Untuk rumah di atas 70 m2 bank hanya boleh membiayai maksimal 70 persen sehingga konsumen harus menyediakan uang muka 30 persen. Rasio ini sudah direvisi, maksimal pembiayaan 80 persen atau depe 20 persen. Bank Indonesia (BI) juga melarang penyaluran KPR inden.

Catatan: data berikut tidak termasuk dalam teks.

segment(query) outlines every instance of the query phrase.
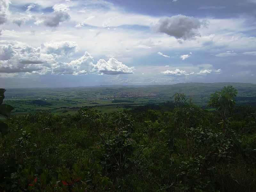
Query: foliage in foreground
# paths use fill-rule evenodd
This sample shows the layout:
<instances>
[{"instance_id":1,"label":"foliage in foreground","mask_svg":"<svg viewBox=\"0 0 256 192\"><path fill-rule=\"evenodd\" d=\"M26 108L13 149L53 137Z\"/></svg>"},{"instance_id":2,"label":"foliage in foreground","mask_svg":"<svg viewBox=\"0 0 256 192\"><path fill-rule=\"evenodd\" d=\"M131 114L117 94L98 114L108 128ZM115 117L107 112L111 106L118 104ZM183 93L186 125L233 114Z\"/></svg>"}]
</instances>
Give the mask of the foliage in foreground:
<instances>
[{"instance_id":1,"label":"foliage in foreground","mask_svg":"<svg viewBox=\"0 0 256 192\"><path fill-rule=\"evenodd\" d=\"M12 117L0 191L256 191L255 109L230 110L223 132L217 111L175 101L167 111Z\"/></svg>"}]
</instances>

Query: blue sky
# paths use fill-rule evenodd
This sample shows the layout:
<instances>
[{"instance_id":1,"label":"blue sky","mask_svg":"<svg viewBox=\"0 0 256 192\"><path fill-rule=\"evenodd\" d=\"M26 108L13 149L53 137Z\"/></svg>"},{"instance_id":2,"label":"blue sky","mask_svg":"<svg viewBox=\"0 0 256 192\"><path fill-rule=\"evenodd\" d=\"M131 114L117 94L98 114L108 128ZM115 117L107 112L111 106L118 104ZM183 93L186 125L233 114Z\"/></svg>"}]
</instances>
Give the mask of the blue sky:
<instances>
[{"instance_id":1,"label":"blue sky","mask_svg":"<svg viewBox=\"0 0 256 192\"><path fill-rule=\"evenodd\" d=\"M0 85L256 83L256 0L0 0Z\"/></svg>"}]
</instances>

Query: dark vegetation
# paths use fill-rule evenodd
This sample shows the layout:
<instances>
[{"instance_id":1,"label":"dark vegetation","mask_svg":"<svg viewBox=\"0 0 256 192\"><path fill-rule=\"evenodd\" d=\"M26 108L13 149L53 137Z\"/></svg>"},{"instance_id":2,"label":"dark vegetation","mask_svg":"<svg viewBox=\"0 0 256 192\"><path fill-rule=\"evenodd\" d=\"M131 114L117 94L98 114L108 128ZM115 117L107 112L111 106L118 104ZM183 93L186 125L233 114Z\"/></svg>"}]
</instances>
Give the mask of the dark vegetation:
<instances>
[{"instance_id":1,"label":"dark vegetation","mask_svg":"<svg viewBox=\"0 0 256 192\"><path fill-rule=\"evenodd\" d=\"M122 100L120 99L115 99L112 101L112 103L134 103L133 101L127 100Z\"/></svg>"},{"instance_id":2,"label":"dark vegetation","mask_svg":"<svg viewBox=\"0 0 256 192\"><path fill-rule=\"evenodd\" d=\"M236 92L212 94L212 110L176 93L123 112L12 116L0 191L255 192L256 109Z\"/></svg>"}]
</instances>

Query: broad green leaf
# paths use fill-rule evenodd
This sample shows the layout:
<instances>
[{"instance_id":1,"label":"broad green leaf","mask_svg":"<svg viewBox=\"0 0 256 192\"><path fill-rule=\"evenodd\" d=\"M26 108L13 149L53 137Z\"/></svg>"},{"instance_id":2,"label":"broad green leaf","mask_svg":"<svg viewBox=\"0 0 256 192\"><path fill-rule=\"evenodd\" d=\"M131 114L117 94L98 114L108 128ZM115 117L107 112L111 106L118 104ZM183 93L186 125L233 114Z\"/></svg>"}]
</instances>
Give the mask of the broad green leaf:
<instances>
[{"instance_id":1,"label":"broad green leaf","mask_svg":"<svg viewBox=\"0 0 256 192\"><path fill-rule=\"evenodd\" d=\"M9 116L11 115L11 112L14 108L9 105L3 104L0 105L0 115Z\"/></svg>"},{"instance_id":2,"label":"broad green leaf","mask_svg":"<svg viewBox=\"0 0 256 192\"><path fill-rule=\"evenodd\" d=\"M4 92L5 90L4 89L0 89L0 105L3 103L3 100L4 99Z\"/></svg>"},{"instance_id":3,"label":"broad green leaf","mask_svg":"<svg viewBox=\"0 0 256 192\"><path fill-rule=\"evenodd\" d=\"M0 121L0 132L2 135L4 135L7 133L8 130L8 125L5 123Z\"/></svg>"}]
</instances>

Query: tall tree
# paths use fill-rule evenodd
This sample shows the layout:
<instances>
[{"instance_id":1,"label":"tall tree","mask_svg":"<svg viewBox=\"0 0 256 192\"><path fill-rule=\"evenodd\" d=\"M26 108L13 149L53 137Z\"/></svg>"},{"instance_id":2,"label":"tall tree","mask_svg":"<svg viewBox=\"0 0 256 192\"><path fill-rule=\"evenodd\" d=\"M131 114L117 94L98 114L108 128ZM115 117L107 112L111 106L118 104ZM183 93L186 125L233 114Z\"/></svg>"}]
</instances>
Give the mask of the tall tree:
<instances>
[{"instance_id":1,"label":"tall tree","mask_svg":"<svg viewBox=\"0 0 256 192\"><path fill-rule=\"evenodd\" d=\"M224 87L220 91L212 94L208 102L209 106L216 108L219 112L224 131L226 130L227 118L236 104L234 98L237 94L237 90L233 86Z\"/></svg>"},{"instance_id":2,"label":"tall tree","mask_svg":"<svg viewBox=\"0 0 256 192\"><path fill-rule=\"evenodd\" d=\"M10 105L6 104L3 104L3 101L4 99L4 92L5 90L0 89L0 115L6 117L10 116L11 112L14 108ZM8 126L3 121L0 120L0 132L4 135L7 132Z\"/></svg>"}]
</instances>

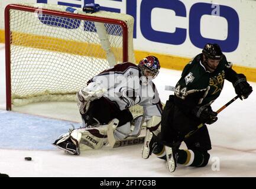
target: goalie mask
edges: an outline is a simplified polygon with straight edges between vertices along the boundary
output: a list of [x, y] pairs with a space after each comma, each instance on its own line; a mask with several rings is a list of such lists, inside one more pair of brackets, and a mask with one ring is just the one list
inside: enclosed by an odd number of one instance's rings
[[159, 73], [160, 64], [157, 57], [150, 56], [141, 60], [138, 67], [142, 76], [154, 79]]

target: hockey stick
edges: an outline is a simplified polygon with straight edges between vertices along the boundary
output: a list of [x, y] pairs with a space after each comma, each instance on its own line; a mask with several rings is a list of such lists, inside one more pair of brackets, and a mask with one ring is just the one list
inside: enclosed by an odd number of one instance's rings
[[[224, 106], [223, 106], [220, 109], [219, 109], [216, 112], [217, 112], [217, 113], [219, 113], [219, 112], [222, 111], [224, 109], [225, 109], [226, 107], [228, 107], [229, 105], [230, 105], [230, 104], [231, 104], [232, 102], [234, 102], [238, 97], [239, 97], [239, 96], [236, 95], [234, 98], [233, 98], [232, 100], [229, 100], [226, 104], [225, 104]], [[199, 129], [200, 128], [202, 128], [203, 125], [205, 125], [204, 123], [200, 124], [199, 126], [197, 126], [197, 128], [196, 129], [193, 130], [192, 131], [190, 131], [187, 135], [186, 135], [184, 138], [186, 139], [186, 138], [189, 138], [189, 136], [190, 136], [192, 135], [193, 135], [196, 131], [197, 131], [198, 129]]]

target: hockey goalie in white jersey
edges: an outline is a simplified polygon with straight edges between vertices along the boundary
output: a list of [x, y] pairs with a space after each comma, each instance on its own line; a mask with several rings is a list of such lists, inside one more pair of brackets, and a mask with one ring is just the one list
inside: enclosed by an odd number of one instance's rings
[[[143, 122], [151, 131], [159, 130], [163, 109], [152, 80], [160, 68], [157, 58], [150, 56], [138, 66], [118, 64], [93, 77], [77, 93], [83, 127], [70, 130], [53, 145], [79, 155], [80, 149], [113, 142], [111, 137], [119, 141], [137, 136]], [[136, 105], [143, 107], [144, 114], [133, 118], [129, 108]]]

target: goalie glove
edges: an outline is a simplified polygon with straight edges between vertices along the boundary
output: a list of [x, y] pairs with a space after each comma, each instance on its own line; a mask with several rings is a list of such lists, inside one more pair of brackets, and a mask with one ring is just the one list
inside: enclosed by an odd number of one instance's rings
[[90, 83], [86, 87], [80, 89], [76, 94], [77, 106], [81, 114], [85, 114], [88, 110], [90, 102], [101, 98], [107, 91], [101, 84]]

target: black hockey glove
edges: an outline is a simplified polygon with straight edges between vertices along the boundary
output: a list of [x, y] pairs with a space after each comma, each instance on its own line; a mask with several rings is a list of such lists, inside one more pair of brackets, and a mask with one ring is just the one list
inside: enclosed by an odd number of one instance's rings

“Kalau mau industri properti kembali bergairah, pemerintah harus membuka lagi KPR inden. Skema ini bisa membantu konsumen dan juga bank, konsumen yang dananya terbatas bisa mencicil ke developer, nanti setelah cukup cicilannya dioper dengan KPR dari bank, jadi bank juga sudah ada kepastian untuk memeroleh nasabah,” ujarnya kepada housing-estate.com di Jakarta, Senin (8/6).

Menurut Amran, konsumen properti sebenarnya tidak berkurang. Tapi karena berbagai regulasi itu banyak konsumen menahan diri. Soal LTV, banyak kalangan muda yang baru memulai bisnis dengan membeli ruko tidak bisa lagi membeli rumah. Mereka tidak punya dana cukup untuk membeli properti kedua.

“Jadi kendala yang terjadi di lapangan justru bukan karena pasar tapi karena aturan yang tidak mendukung iklim bisnis ini. Kalau KPR inden dibuka lagi, LTV dilonggarkan, pasar properti pasti bergairah yang pada ujungnya juga memberikan pajak yang besar bagi pemerintah,” imbuhnya.